Damn it.... I feel more depressed then ever. It's offical. My whole family hates me.
I was talking with my brother. We got into the usual agument about me being a vegitarien and all, I asked him somthing and hea replied with, "I'm a normal human bieng, just like you." I felt so happy that he had finlay exepted me. I was just about to ask if he ment that when he said, "Oh wait, I forgot, your not normal, like me." I asked him what he ment by that. He didn't answer. I asked again and he said, "Just think about it."
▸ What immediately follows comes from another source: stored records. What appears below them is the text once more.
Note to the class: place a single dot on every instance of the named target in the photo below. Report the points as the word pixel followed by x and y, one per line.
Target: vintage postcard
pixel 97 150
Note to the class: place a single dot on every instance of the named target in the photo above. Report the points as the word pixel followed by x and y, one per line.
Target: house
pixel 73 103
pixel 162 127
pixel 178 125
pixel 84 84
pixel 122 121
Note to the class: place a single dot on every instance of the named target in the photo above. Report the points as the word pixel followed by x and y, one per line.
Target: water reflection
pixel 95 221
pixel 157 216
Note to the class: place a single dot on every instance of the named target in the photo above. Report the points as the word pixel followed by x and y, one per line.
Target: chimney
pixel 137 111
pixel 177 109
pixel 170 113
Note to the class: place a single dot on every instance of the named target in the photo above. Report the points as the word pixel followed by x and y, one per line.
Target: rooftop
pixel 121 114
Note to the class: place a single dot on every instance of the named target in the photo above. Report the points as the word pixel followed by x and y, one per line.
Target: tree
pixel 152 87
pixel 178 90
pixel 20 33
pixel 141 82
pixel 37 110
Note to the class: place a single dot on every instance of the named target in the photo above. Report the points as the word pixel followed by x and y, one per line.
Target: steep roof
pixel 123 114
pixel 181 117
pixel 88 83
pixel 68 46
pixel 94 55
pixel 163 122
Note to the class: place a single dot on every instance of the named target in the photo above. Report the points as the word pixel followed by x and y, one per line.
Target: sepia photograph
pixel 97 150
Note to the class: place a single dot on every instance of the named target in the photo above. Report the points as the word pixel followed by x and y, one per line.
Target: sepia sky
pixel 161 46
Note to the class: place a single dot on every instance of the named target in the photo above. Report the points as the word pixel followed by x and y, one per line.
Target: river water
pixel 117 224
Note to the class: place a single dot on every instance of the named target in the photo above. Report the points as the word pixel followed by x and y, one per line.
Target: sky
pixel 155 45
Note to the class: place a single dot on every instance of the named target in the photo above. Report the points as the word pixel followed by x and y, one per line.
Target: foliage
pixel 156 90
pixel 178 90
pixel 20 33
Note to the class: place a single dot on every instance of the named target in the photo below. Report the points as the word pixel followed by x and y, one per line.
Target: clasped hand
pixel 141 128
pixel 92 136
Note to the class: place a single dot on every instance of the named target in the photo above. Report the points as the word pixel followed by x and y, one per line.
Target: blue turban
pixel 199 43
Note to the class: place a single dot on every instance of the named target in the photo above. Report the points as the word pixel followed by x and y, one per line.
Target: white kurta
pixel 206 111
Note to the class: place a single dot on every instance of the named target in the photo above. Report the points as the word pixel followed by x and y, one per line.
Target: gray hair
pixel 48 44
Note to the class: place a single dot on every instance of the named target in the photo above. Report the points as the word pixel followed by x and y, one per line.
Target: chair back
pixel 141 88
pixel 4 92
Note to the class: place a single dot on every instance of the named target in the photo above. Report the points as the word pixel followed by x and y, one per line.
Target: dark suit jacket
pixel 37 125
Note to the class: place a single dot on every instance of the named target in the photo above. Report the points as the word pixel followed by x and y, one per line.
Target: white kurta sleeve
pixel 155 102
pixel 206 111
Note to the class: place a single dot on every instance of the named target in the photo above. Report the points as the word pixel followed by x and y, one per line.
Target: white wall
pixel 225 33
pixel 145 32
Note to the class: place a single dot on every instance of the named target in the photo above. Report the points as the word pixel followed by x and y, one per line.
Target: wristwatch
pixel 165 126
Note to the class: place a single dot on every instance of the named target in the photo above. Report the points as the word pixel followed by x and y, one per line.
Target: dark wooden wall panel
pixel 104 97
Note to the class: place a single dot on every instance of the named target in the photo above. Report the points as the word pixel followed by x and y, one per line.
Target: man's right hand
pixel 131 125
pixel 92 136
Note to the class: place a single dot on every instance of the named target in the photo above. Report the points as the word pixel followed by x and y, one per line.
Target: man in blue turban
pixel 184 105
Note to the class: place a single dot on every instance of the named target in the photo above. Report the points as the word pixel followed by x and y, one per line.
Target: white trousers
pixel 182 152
I'm so mad and depressed right now. I just can't take it anymore! I feel like going back to banging my head against my wall. I felt like slaping him and yelling at him at the top of my lungs. He hates me because of who I am. Because of who I love. Because of what I eat, what I say, what I do. He hates everything about me and I just want to go crawl up in a corrner and cry till I can't anylonger. I just want my family to love me like they used to. I just want to be normal to them. I want them to see and to accsept me for who I am. I juat want to not have to be locked in the closet 24/7 around them. It makes me want to thorw up and cry. That's why I havn't been eating, that's why I've been so depressed. I can't show emotion at home so my friends have to deal with me and I just can't take it any longer! It's been building up and it's just going to keep building up. I wont be able to keep it in much longer. I don't know how much longer I'm going to last. When I get this way, I can't be stopped for a long time. Fighting with everyone doesn't help. I'm sorry if I've been ignoring you.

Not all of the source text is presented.